Things that you *SHOULD* and things that you *SHOULD NOT* do with/to your Core Server

Version 7

    This article stems from various good and bad practices that LANDesk support runs into - the intention here is to warn and inform our users of good as well as bad behaviours.  This is a living document and will likely see quite considerable additions (commentary is welcome), as I'm pretty sure I've forgotten a lot of things to be mentioned on the first run .

     

    ====

     

    Chapter I - Things you SHOULD do:

     

    I.1 - Take a FULL backup once you've installed + service pack'ed the Core

    Many people forget to do this - a "baseline backup". Once the Core is installed and service pack'ed (as applicable), it's very much recommendable to take a full backup of the Core and the Database. This permits a very safe rollback point if necessary.

     

    I.2 - Make sure you have a backup of the right things

    Please make sure you read this document - yes, it may be older (written for LANDesk Manamgement Suite 8.1 at the time), but the information is still accurate and a good guideline:

     

    I.2.a - How to Import and Export Distribution Packages and Delivery Methods

    http://community.landesk.com/support/docs/DOC-2323

     

    I.2.b - LDMS 8.1 Post Install Backup Whitepaper:

    http://community.landesk.com/support/docs/DOC-2343

     

    The important parts in this document are to make sure you've got a full backup of your certificates, and that any new Core MUST have uniquely named Certificates.

     

    NOTE: One important note on the certificates is that the Core Server has gained an additional certificate file over the years (this is also stored in the KEYS-directory). So the complete list (at the time of writing) up to LANDesk Management Suite 8.8 would be:

    -        keyname.key

    -        keyname.crt

    -        keyname.cer -- this is the new one

    -        hashvalue.0

     

    I.3 - Something I've forgotten I'm sure

     

    =======

     

    Chapter II - Things you SHOULD NOT do:

     

    II.1 - We strongly discourage installing any other tools on the Core server.

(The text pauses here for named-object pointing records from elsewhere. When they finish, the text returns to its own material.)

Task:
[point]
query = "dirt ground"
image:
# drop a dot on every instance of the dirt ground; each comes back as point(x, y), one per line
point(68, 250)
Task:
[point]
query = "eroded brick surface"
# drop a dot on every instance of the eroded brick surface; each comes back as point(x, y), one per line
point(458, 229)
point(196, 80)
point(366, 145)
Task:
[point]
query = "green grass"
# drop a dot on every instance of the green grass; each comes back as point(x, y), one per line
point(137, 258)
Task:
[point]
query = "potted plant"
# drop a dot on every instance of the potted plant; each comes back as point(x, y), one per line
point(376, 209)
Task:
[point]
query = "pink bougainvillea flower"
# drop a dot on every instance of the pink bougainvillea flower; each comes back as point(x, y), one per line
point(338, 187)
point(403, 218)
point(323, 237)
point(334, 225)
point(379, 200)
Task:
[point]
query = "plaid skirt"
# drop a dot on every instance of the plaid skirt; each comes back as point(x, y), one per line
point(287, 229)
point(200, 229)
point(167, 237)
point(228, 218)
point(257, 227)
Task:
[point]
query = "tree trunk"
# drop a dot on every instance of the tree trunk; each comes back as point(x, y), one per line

    The only exceptions to this are

    - Your preferred Antivirus software (for obvious reasons).

    - Potentially your DBMS (Database Management System), as some Core's also host the DB locally.

     

    Mainly this is for two reasons.

     

    II.1.a - Reason 1 - performance.

    The LANDesk Core Server sees usually a pretty high I/O usage - for disks, CPU and memory, so any additional server-side app is going to compete with that. While "not recommended" this on its own is still quite reasonable.

     

    Interestingly enough, this is actually the lesser of the two reasons. While this may cause the Core to reject connections, or be slow, it doesn't actually "break" anything if "performance" is all that's being competed for.

     

    II.1.b - Reason 2 - Cross-application compatibility.

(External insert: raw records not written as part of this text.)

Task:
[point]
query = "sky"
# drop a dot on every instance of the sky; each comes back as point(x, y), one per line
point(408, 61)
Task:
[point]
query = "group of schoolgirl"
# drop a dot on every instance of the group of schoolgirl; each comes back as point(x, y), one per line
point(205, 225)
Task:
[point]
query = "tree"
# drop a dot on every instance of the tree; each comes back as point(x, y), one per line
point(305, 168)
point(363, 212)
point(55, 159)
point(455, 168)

    This is PARTICULARLY a big problem for all things related to WebConsole related components. These would be:

    - IIS itself

    - COM+

    - Anything to do with ASP.NET

     

    The problem here comes in the form that most applications (LANDesk included) which use IIS tend to re-configure IIS in such a way that it works in the way the specific application needs it.

     

    The problem comes from the fact that there's very few (if any) applications that use the same settings / decisions, on any of the many different settings for IIS / COM+ / ASP.NET.

     

    So what normally happens when you have two (or more, in rare cases) such products installed on a single server is that - usually - neither ends up working. For example, LANDesk support has had many experiences with Microsoft SharePoint being a "one step process" to utterly rendering a Core Server useless (and requiring a reformat).

     

    This is not a criticism towards Microsoft SharePoint breaking LANDesk (or any other IIS-centered application for that matter) - not at all. The important point here is that both "configure IIS their way" and as a result, in the 'best case scenario' the latter install works, while the first does not. In the worst (and more common) scenario, neither application works fully, or at all.

     

    II.2 - Specifically, don't install Microsoft SharePoint on your Core

    Please see II.1 for detailed reasons on this. In short, it pretty much will kill your Core Server.

     

    II.3 - Don't use a bad naming convention for Certificates

    A common mistake is to use a name like "LANDesk87" for a cert-name when you're installing - for instance - a LANDesk ManagementSuite 8.7 Core Server.

     

    Why is this bad? Well - if it should be necessary to (re-)build another / an additional LANDesk server of the same version (say, because your organisation expanded, requiring a 2nd Core and a rollup), there's a high chance that this other Core will have the same (or similar) Certificate name.

     

    The big gotcha is that certificates MUST have a unique name ... while the hashvalue.0 files may well be different, they're both pointing to a filename ... and if there's a mismatch between the public and the private keys, your certificates are essentially useless. This is particularly a problem for clients who may need to have certificates from both cores.

     

    It's far better to decide on nomenclature up-front - some things to use would be among the following:

    II.3.a - Date. This is very good, as this is very much going to be unique from Core to Core.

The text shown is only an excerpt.